As it was not possible to identify another established and previously validated tool in the Rwandan population—either generic or diabetes-specific—there was a lack of testing for convergent validity, and this may also be considered a limitation of our study. Test–retest reliability was not carried out, and further research is therefore indicated. We were also unable to evaluate the correlation of D-39 with glycated haemoglobin, as in Rwanda this was not routinely measured during the time we conducted this study, and ad hoc measurements for the entire study sample were not possible. Finally, as reliable diagnoses were not easily obtained from patients’ medical records, it was difficult to effectively investigate comorbidity.

The results show the perceptions of patients and their health care providers on gaps in the readiness of the society, patients, and the health care system to ensure improved health related QoL of diabetes patients. A programme to ensure QoL would tackle many challenges that are currently being faced by diabetic patients in Rwanda while at the same time addressing the increasing prevalence of the disease in the country. Such a study would help generate new insight around factors influencing the health related QoL within the Rwandan social, cultural and demographic context [47, 48], thus informing researchers and clinical practice for better health outcomes.

Conclusion

Diabetes-39 is a questionnaire originally developed in English which was adapted and translated into Kinyarwanda for the purposes of this study.
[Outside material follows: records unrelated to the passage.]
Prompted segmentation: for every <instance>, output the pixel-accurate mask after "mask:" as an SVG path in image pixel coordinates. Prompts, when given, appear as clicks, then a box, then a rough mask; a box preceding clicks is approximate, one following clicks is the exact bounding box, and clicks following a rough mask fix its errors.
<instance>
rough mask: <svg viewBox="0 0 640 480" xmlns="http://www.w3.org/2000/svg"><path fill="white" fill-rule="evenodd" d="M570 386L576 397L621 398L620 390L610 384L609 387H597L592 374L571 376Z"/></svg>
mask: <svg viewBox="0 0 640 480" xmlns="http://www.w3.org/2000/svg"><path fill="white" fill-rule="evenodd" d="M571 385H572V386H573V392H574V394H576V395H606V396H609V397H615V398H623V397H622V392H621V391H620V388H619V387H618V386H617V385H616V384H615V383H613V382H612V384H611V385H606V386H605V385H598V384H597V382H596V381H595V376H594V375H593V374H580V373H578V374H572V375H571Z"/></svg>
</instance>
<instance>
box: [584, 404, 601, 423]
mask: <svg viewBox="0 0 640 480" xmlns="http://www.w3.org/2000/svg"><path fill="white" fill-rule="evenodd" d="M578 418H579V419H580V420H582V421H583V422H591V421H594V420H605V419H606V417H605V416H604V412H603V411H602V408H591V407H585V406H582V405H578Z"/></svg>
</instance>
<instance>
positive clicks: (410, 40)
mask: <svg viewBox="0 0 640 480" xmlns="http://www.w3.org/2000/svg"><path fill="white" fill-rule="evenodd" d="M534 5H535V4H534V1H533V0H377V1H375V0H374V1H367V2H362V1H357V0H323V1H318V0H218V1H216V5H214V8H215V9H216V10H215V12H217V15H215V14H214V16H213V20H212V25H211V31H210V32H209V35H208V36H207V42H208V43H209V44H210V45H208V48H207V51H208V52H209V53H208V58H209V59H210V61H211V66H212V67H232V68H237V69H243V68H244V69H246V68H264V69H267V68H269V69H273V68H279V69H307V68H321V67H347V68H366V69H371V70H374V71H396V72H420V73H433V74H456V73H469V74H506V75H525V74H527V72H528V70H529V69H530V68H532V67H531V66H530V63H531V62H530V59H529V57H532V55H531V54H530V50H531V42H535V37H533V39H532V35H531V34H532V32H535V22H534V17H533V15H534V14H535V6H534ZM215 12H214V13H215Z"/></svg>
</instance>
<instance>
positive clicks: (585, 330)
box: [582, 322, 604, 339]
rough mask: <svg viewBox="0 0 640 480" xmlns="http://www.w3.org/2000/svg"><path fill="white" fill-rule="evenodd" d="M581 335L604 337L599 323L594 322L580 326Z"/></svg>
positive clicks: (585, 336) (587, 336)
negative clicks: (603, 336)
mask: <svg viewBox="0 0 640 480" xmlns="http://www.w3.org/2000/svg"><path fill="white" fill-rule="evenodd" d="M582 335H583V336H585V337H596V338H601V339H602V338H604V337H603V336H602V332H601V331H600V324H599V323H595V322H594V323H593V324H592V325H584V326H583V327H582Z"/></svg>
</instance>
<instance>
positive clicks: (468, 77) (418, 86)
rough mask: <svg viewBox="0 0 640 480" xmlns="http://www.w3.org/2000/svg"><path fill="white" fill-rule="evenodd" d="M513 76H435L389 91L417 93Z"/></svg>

Our results confirm that this Kinyarwanda version is a both reliable and valid instrument to measure the health related QoL of diabetic patients, and could help both researchers and clinicians in their practice to improve health outcomes for patient with diabetes in Rwanda and its sub-region. It can provide insights into the factors that impact QoL, in the context of Rwandan values and culture, and also for the purposes of assessment in disease management. Further scale assessment, using larger samples with a more diverse population across sub-Saharan Africa, would strengthen the evidence for the viability of this questionnaire as a health related QoL tool for diabetic patients.